Discussions about Zoom’s Terms of Service have flooded social media after the telecommunication giant expressed interest in making user data part of its training set.

The platform is part of a slew of Silicon Valley tech giants that have aggressively pushed for more data for their artificial intelligence models amid an increase in uproar over developments. Recently, Hollywood was under scrutiny for scanning, digitising, and getting ownership of actors’ likeness.

“Zoom terms of service now require you to allow AI to train on ALL your data — audio, facial recognition, private conversations — unconditionally and irrevocably, with no opt out,” read one widely-shared tweet this week that has since been deleted. “Don’t try to negotiate with our new overlords.”
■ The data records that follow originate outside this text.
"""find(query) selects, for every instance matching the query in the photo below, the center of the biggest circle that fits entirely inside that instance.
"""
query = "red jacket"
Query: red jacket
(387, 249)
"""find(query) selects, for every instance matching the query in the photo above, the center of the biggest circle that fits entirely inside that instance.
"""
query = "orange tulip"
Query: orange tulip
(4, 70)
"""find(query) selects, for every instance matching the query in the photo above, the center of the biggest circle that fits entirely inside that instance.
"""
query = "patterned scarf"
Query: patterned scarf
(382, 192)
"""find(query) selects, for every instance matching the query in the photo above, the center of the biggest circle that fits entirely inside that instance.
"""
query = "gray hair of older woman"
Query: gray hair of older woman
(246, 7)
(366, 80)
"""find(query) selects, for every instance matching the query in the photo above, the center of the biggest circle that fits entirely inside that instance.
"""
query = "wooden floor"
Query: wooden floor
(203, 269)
The original quoted tweet does not seem to be accurate — *all* Zoom data is not (per their ToS / post) subject to collection for AI training. But we're still not comfortable using Zoom, especially at their price tag, with this trend. Better to split too soon than too late.
— Aric Toler (@AricToler) August 7, 2023

The company quickly discredited the tweet with a press release that stressed it “will not use audio, video, or chat customer content to train our artificial intelligence models without your consent.”

While the phrasing is now present in the terms of conditions, some experts warned the original wording of the terms of service could have allowed Zoom to access more user data than needed, including from customer calls.
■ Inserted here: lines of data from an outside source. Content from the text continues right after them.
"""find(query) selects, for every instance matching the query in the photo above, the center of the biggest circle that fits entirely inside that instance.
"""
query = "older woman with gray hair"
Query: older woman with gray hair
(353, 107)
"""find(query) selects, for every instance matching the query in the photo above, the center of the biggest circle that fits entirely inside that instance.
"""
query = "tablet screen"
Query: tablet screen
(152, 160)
How about other companies?

Google has also updated its terms of service to use open-source data in its AI training. It will scrape readily available information to strengthen its newly released Bard AI.

“Our privacy policy has long been transparent that Google uses publicly available information from the open web to train language models for services like Google Translate,” said Google spokesperson Christa Muldoon to The Verge. “This latest update simply clarifies that newer services like Bard are also included. We incorporate privacy principles and safeguards into the development of our AI technologies, in line with our AI Principles.”

Why Thread’s 100 million users should be worried about its privacy policy

The updated policy specifies that “publicly available information” is used to train Google’s AI products but doesn’t say how (or if) the company will prevent copyrighted materials from being included in that data pool.

Many publicly accessible websites have policies in place that ban data collection or web scraping for the purpose of training large language models and other AI toolsets.

What does this mean?

There are two causes for concern when discussing AI and data collection.

The first is privacy concerns, including who has access to data online. Users may rightly feel uneasy having their doctor appointments over zoom or their purchases on Google become identifying information. They would also be rightly uneasy if the AI exhibits behaviours based on personal characteristics they wouldn’t want reflected.

The other point of contention lies in ownership of the data, and the debate heats up especially when the data is collected from commercial websites and trains an AI that competes with the original sources.

The matter of whether or not the fair use doctrine extends to this kind of application currently sits in a legal grey area.

The uncertainty has sparked various lawsuits and pushed lawmakers in some nations to introduce stricter laws that are better equipped to regulate how AI companies collect and use their training data.

It also raises questions regarding how this data is being processed to ensure it doesn’t contribute to dangerous failures within AI systems, with the people tasked with sorting through these vast pools of training data often subjected to long hours and extreme working conditions.